Im Jahr 2013 wurden nur 20 % der geförderten Filme von Frauen gedreht, wobei sie nur 17 % der insgesamt zugewiesenen Fördergelder erhielten.
2016 entschied sich das Bundesamt für Kultur BAK für ein Geschlechterkriterium zur Förderung von Filmemacherinnen und 2019 ist der Anteil der geförderten Spielfilme unter der Regie von Frauen auf 36% gestiegen, sie erhielten 38% der zugewiesenen Gelder. Eine gravierende Verbesserung!
Die Geschlechter-Ungleichheit wirkt sich aber auch auf die Besetzung und die Crew aus (Frauen sind immer noch in der Minderheit und meist in niedrigen Positionen – allerdings gibt es keine offizielle Daten) sowie auf die Schweizer Filmakademie, wo Frauen nur 34% der Stimmberechtigten ausmachen.
Lucify.ch: Welche Schweizer Film Festivals haben den 5050×2020 Pakt unterschrieben?
SWAN: Das Locarno Film Festival, die Solothurner Filmtage, das Fribourg International Film Festival, Visions du réel, Neuchâtel International Fantastic Film Festival, Zurich Film Festival und Shnit – Worldwide haben die Abmachungen unterschrieben. Alle vom Bundesamt für Kultur geförderten Festivals müssen nun auch geschlechtsspezifische Daten über die Filmeinreichung, -bewertung und -auswahl sammeln, selbst diejenigen, die die Abmachung nicht unterzeichnet haben.

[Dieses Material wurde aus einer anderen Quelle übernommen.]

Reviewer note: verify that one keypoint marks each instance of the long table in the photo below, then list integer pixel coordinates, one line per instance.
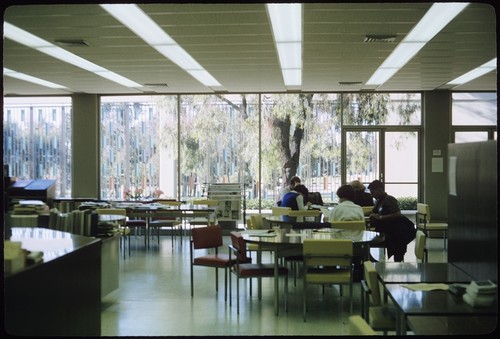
(156, 210)
(436, 303)
(283, 241)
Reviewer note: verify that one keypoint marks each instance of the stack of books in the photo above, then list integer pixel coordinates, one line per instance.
(480, 293)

Lucify.ch: Wir befinden uns jetzt im Jahr 2020. Gibt es Fortschritte bei der Gleichstellung der Geschlechter bei den Filmfestivals (europäische und insbesondere schweizerische), die die Abmachung bereits unterzeichnet haben? Werden die Versprechen eingehalten? Haben wir bei den Filmfestivals das Geschlechter-Verhältnis von 50:50 erreicht – oder stehen wir kurz davor?

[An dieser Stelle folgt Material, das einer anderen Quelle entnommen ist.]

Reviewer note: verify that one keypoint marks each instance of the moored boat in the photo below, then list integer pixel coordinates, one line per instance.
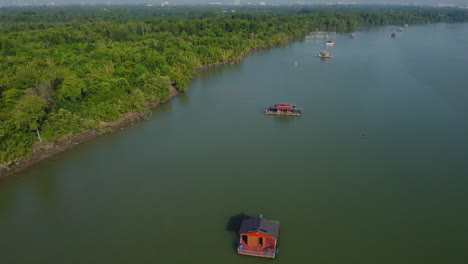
(283, 109)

SWAN: Das Versprechen ist eine Verpflichtung zur Gleichstellung der Geschlechter. Es fordert Transparenz und eine Parität in den Führungspositionen und den Auswahlkomitees sowie die Erhebung geschlechtsspezifischer Daten bei der Einreichung, Prüfung und Auswahl von Filmen. Bisher haben die Schweizer Festivals, die das Versprechen vor einem Jahr unterzeichnet haben (Locarno, Solothurn), ihre Verpflichtung zu Transparenz und Parität sowie zur Datenerhebung eingehalten.
Die anderen Festivals haben noch nicht stattgefunden (das FIFF wurde gerade abgesagt), daher ist eine Aussage noch unmöglich. Aber SWAN vertraut darauf, dass sie ihre Abmachungen einhalten. Es ist wichtig, zu verstehen, dass es sich um Verpflichtungen und nicht um eine Quote handelt. Die Zahl der ausgewählten Filme in Locarno und Solothurn, bei denen Frauen Regie führen, ist gegenüber den Vorjahren gestiegen, wir sind aber noch nicht bei einer Gleichstellung 50/50 angekommen.
SWAN findet, dass die Abmachungen ein erstaunliches Sensibilisierungs- und Überwachungsinstrument darstellt. Andere Schritte sind ergänzend und notwendig innerhalb und ausserhalb der Festivals, um die Geschlecht-Gleichberechtigung und Diversität zu erreichen.